3. They are business leaders first and high EQ
“Transformation is occurring across the business with technology change agents and experts not only in IT,” says Steve Hall, partner and president of ISG, a global technology research and advisory firm. “For IT leaders to stay relevant, they need to be business-savvy with a very high EQ. Digital transformation involves all aspects of the organization, which means the change journey is as important as the technology journey.”
4. They are master marketers
“The most successful DT leaders can compellingly market those solutions to business stakeholders so that they adopt the new tools and ways of working,” says Lauren Trees, who heads up APQC’s Knowledge Management research group.
ISG’s Hall describes one successful CIO he worked with as the best salesperson in the organization: “He had implemented all of the company’s products within IT (eat your own cooking) and talked to prospects daily on the challenges he was able to overcome with the product suite,” Hall recalls. “This level of integration made him extremely valuable to the business and the clients and he was eventually selected to lead the organization’s digital journey.
[ Get answers to key digital transformation questions and lessons from top CIOs: Download our digital transformation cheat sheet. ]
5. They cross boundaries
Digital transformation works best when teams collaborate across functions, business units, and geographies. “It enables better adoption of digital technologies,” says Pace Harmon’s Singh. “Successful leaders have the ability to think across silos and are able to effectively leverage expertise from an external partner ecosystem to accelerate digital transformation.”
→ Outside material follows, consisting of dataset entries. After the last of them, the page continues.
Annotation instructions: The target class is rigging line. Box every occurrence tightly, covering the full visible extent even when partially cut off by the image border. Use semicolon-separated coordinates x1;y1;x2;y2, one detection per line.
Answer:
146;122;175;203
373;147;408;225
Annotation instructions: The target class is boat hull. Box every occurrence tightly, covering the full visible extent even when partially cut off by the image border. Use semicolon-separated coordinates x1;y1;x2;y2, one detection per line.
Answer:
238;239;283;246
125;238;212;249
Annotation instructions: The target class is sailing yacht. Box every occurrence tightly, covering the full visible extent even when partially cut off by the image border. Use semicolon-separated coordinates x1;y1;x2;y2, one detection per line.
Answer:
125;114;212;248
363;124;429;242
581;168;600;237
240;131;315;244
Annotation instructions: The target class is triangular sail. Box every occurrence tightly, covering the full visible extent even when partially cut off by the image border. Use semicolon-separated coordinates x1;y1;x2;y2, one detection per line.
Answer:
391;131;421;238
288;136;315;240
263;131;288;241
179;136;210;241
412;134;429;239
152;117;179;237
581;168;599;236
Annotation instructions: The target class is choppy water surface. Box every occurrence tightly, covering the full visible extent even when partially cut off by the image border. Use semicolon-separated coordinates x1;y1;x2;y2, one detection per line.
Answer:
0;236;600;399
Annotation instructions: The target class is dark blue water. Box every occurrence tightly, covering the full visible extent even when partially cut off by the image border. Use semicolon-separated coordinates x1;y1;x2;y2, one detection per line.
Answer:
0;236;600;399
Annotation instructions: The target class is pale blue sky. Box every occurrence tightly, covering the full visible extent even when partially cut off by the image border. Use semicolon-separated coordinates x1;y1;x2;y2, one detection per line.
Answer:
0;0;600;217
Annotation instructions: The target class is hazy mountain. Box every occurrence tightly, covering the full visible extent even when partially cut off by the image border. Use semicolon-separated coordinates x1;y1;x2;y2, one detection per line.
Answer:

6. They don't chase every fad
“Unfortunately, the industry is throwing technology at problems and hoping that the problems solve themselves,” says Prashant Kelker, partner for digital strategy & solutions at ISG. IT leaders who know their industry segment best are in the best position to select the most relevant technology for their domain.
7. They are skilled translators
“When an IT leader within one of the top five insurance firms spoke about APIs…he was met with eyes glazed over from his business counterparts,” Kelker says. “He switched to talking about publishing our insurance products to a broader audience beyond our current brokers. That got their attention.” Suddenly there was a demand to create APIs to improve the reach of their products and remove dependencies on their known broker community.
8. They cultivate innovation and risk-taking
Digital leaders find ways to support their teams in challenging the status quo and taking risks with the understanding that not everything the team does will be successful, according to Singh. “Rewarding success is important,” Singh says, “but equally important is creating an environment where people are not penalized for trying intelligently and failing.”